Iter 300 (4.267 epoch): loss train=0.7834, val=0.7834, eval->0.7834
==> Saving model at iter=300, eval loss->0.7834 
....................................................................................................
Iter 400 (5.690 epoch): loss train=0.7356, val=0.7349, eval->0.7349
==> Saving model at iter=400, eval loss->0.7349 
......

In [18]:
# The current state loss info - the last evaluated losses for train and validation dataset:
ben.state

{'n_samples': 1164800,
 'train_loss': 0.43667128682136536,
 'val_loss': 0.4380030333995819,
 'eval_loss': 0.4380030333995819}

In [17]:
# The last saved checkpoint info is:
ben.last_saved_state

{'n_samples': 1164800,
 'train_loss': 0.43667128682136536,
 'val_loss': 0.4380030333995819,
 'eval_loss': 0.4380030333995819}

In [19]:
# they are the same, so no point in loading the last saved.
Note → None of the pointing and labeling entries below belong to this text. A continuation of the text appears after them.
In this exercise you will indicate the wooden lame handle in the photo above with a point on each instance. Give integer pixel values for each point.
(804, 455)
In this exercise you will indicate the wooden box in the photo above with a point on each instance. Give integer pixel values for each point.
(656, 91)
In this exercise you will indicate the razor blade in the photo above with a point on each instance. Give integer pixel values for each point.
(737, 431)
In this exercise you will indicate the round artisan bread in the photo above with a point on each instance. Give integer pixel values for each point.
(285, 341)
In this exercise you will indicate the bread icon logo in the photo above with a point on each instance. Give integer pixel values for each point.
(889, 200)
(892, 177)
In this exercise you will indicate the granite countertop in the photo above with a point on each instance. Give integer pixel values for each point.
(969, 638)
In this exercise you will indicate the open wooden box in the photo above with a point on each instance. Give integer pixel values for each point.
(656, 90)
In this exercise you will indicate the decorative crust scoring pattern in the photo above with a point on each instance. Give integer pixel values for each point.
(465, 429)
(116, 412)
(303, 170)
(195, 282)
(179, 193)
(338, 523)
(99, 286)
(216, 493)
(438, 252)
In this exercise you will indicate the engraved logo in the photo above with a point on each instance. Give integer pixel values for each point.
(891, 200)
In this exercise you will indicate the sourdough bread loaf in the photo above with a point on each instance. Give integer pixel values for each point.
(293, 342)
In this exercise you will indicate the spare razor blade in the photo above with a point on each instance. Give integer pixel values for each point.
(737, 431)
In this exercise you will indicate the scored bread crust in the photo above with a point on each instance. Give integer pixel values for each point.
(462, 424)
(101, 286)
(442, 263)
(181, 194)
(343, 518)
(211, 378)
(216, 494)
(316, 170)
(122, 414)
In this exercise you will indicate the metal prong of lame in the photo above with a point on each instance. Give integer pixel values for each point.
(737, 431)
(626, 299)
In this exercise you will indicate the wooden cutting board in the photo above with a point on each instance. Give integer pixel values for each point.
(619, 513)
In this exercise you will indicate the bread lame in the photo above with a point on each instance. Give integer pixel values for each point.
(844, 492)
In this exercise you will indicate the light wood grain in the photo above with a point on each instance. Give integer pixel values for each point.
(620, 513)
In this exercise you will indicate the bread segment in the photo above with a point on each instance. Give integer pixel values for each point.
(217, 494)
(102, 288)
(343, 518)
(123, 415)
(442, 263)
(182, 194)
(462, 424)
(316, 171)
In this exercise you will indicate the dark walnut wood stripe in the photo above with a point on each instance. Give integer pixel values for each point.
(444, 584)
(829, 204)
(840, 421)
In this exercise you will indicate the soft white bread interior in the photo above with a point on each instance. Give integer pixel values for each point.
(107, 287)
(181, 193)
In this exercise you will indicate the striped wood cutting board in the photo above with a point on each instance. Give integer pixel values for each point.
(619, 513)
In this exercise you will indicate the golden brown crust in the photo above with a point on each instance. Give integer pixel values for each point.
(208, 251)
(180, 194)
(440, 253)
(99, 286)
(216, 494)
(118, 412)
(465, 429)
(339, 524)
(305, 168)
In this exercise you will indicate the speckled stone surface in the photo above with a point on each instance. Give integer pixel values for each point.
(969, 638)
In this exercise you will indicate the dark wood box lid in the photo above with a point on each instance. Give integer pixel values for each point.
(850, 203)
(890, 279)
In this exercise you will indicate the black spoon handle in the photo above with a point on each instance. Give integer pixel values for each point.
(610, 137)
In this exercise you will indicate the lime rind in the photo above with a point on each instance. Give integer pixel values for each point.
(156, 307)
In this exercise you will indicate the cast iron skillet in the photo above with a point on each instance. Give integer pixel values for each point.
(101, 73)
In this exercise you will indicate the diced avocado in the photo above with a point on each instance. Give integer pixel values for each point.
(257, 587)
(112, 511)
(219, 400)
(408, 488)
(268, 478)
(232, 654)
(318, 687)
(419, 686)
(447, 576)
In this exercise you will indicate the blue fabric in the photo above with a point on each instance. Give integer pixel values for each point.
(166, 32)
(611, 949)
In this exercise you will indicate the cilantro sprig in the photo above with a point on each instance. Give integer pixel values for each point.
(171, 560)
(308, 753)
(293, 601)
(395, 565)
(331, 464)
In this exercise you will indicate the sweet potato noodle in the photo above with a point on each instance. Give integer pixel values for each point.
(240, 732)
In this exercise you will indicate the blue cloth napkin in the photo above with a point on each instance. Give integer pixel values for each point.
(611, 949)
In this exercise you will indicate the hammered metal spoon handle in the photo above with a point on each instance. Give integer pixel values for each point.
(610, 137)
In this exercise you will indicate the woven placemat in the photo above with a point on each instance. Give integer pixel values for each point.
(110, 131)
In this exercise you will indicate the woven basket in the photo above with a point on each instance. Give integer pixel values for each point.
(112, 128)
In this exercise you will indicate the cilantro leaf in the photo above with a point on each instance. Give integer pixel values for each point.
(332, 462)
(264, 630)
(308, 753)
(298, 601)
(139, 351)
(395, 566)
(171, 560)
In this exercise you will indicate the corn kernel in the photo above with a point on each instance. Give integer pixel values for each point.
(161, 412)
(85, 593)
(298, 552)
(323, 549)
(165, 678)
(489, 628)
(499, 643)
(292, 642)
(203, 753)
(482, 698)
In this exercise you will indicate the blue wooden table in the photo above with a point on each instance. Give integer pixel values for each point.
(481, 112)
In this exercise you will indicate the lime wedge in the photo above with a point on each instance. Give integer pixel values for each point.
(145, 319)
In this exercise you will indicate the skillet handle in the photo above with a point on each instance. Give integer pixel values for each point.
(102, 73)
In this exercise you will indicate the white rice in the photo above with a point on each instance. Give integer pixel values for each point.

If not we would do:
# ben.load()
# ben.state

In [20]:
# take a few samples:
ben.sample('1+1=')
ben.sample('34+7=')
ben.sample('78+99=')

1+1=2
34+7=41
78+99=177


In [11]:
# Much better now - all three are correct.
# Let's measure the accuracy of entire training dataset - this should be mostly memorization,
# as the model trained on these data
train_ds = ben.train_dataset

#split each aa+bb=cc into a prompt: 'aa+bb=' and an answer 'cc'
q,a=train_ds.get_data_split(0, len(train_ds), sep='=', sep_included=-1)

print(q[:3])
print(a[:3])

['96+30=', '91+85=', '75+11=']
['126', '176', '86']


In [12]:
# Measure the accuracy - how good was the memorization? 
# This may take a while...
ben.measure_accuracy(q,a)

1.0

In [13]:
# Perfect accuracy!
# What about the accuracy of the validation dataset, on which the model never trained?
val_ds = ben.val_dataset

#split each aa+bb=cc into a prompt: 'aa+bb=' and an answer 'cc'
q,a=val_ds.get_data_split(0, len(val_ds), sep='=', sep_included=-1)

print(q[:3])
print(a[:3])

['31+19=', '80+54=', '96+68=']
['50', '134', '164']


In [14]:
# Validation dataset has sums starting in 90+..99+..., for example 90+2=92.
# The model did however see the reversed addition of 90.100 numbers, for example 2+90=92.
# Did it somehow learn the commutative property of addition?
ben.measure_accuracy(q,a)

1.0

In [15]:
# Also perfect acuracy - this means it's generalizing beyond training data. For two digits.
# What about three digit sums?
ben.sample('101+120=')
ben.sample('131+17=')
ben.sample('990+9=')

101+120=
131+17=2
990+9=188


This model doesn't work for three digits!

Perhaps a new project: three digits addition?